Let's say you have a aspx page that does not rely on session, but does rely on viewstate for persistance between postbacks.
If a user is accessing this page, and leaves for a long lunch, will viewstate still be valid when he returns?
Let's say you have a aspx page that does not rely on session, but does rely on viewstate for persistance between postbacks.
If a user is accessing this page, and leaves for a long lunch, will viewstate still be valid when he returns?
No ViewState is kept as part of the PostBack process. You can, however, override the Page class's SavePageStateToPersistenceMedium() and LoadPageStateFromPersistenceMedium(), to implement that behavior if desired. For more information read Understanding the ASP.NET ViewState.
Note that Page ViewState is stored in the Session so if your Session expires, the ViewState will be lost. I wouldn't say this is ViewState expiring, but yes, it will be destroyed after Session timeout.
Viewstate itself does not expire.
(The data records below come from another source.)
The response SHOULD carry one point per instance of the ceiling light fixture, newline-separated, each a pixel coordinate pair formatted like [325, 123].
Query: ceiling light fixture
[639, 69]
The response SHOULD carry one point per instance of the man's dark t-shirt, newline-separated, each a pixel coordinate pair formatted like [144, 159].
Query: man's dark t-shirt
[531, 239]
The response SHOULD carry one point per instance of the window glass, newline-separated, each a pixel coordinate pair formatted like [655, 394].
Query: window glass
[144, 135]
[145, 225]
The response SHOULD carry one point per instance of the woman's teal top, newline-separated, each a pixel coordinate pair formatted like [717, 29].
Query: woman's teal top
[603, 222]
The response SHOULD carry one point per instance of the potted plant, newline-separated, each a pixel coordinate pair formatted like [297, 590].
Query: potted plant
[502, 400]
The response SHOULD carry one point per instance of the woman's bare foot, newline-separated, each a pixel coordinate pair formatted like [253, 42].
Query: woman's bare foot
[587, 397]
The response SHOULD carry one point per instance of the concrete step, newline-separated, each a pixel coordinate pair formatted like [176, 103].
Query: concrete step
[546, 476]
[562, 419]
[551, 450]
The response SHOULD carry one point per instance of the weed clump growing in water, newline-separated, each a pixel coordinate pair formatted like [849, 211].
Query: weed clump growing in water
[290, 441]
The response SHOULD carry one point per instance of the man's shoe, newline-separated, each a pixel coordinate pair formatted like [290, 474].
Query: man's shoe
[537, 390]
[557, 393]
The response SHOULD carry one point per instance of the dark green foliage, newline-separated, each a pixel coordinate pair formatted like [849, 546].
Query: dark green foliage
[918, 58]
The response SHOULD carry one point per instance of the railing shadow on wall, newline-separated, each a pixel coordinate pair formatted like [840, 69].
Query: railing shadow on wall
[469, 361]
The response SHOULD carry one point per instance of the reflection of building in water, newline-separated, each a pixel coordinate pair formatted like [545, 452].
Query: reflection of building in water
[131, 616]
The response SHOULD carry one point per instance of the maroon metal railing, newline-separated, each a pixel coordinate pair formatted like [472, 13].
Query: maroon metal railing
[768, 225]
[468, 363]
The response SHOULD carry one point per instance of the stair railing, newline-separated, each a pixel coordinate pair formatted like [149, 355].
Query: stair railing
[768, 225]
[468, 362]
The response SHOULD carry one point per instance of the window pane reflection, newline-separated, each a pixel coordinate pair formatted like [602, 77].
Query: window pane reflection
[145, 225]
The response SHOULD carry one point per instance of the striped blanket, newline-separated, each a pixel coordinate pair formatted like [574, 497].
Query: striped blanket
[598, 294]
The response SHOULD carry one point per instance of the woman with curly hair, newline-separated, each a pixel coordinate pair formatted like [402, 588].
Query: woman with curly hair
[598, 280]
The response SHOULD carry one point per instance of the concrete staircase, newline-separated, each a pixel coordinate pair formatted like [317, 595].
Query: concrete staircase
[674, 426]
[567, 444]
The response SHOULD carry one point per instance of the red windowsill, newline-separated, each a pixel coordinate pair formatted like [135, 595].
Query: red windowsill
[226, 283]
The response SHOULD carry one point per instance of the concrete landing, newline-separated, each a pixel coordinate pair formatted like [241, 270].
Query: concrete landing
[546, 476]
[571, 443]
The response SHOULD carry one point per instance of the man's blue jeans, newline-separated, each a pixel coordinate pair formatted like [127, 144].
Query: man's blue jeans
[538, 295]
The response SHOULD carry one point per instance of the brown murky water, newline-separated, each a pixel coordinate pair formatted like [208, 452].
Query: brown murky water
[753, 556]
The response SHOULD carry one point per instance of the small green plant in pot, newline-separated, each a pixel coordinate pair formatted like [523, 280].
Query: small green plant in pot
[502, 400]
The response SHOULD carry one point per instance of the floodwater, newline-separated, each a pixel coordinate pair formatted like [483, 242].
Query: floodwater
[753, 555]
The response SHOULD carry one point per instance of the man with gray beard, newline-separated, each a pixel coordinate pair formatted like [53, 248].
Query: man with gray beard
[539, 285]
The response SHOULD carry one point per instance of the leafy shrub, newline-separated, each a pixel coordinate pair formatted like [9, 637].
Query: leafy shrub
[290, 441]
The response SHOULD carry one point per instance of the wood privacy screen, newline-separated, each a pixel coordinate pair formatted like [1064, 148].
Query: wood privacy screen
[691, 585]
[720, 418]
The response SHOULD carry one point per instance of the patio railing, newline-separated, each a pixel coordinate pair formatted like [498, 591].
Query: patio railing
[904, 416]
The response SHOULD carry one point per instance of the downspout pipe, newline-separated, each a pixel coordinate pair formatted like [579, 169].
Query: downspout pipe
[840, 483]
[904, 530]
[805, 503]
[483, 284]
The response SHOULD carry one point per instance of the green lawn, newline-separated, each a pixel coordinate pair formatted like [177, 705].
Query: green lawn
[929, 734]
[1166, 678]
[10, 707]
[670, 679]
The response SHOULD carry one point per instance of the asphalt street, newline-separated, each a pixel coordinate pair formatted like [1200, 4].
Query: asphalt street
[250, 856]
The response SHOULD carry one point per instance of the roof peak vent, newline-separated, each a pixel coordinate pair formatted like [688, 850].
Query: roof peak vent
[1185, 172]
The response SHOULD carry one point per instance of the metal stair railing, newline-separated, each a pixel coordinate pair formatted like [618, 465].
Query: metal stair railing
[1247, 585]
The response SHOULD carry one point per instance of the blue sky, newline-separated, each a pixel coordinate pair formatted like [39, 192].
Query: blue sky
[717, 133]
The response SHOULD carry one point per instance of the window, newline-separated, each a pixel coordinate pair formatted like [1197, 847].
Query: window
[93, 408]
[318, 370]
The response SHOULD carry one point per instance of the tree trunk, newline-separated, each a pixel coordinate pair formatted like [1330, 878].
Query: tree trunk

Since it's posted back in a form, it can be reconstituted any time.
According to MSDN: "...it is possible for view state to expire if a page is not posted back within the session expiration time". So, in a round about sort of way, it can expire if your session does, but viewstate does not directly expire. Since you're not using session state anyway, you don't have to worry about implicit expiration.
Note that I wouldn't have said it expired. That was MS who I quoted in their own article entitled Controlling ViewState
Viewstate does not expire, as long as they are still on the page, it will still be there and functional.
Viewstate does not expire.
All viewstate data is stored on the client and is submitted back to the server when the user executes a postback.
This has some very interesting implications, and is explained very thoroughly here.
ViewState is kept in a hidden field on the page itself. So as long as the user has the page, he'll have the ViewState. But if your app automatically logs the user out after a certain period of time, still having the ViewState may not do him any good.
By default, Viewstate is included with the html content as a hidden input. That means it won't expire, but that everything in viewstate must be uploaded from the user's browser. Since that's typically the slowest part of the connection in a public site, putting a lot of stuff in viewstate can quickly make your site seem very slow.
The short answer is: no.
The longer answer is: it depends on implementation of ViewState storage. You can provide custom implementation of ViewState which could expire after given amount of time. For example, you could store ViewState in database or on disk and send only some reference to the stored value in a hidden field. Then you can use batch processing to remove outdated ViewState data or perform expiration upon request.
The ViewState will persist from POST to POST. It's actually stored inside a hidden field on your form so that it gets POSTed back to your server all the time.
As long as you aren't relying on the Session you shouldn't have any problems rebuilding page state. It's easy to test your Page's state code if you want though: just set your session to expire after 60 seconds in your web.config then load your page, wait a little more than a minute (surf over to Stack Overflow and answer some questions) and then click a button on your page.
Also, as a gotcha, by default ASP.NET encrypts ViewState with an autogenerated key. This can be overridden with the MachineKey element in the web.congif file. Even though ViewState won't expire, it can become invalid if a different autogenerated key is used to decrypt ViewState, such as after an IIS Reset, redeploying an application, or hitting a different server in a web farm. If you're planning on storing viewstate for long periods of time, watch out for how it's encrypted/decrypted.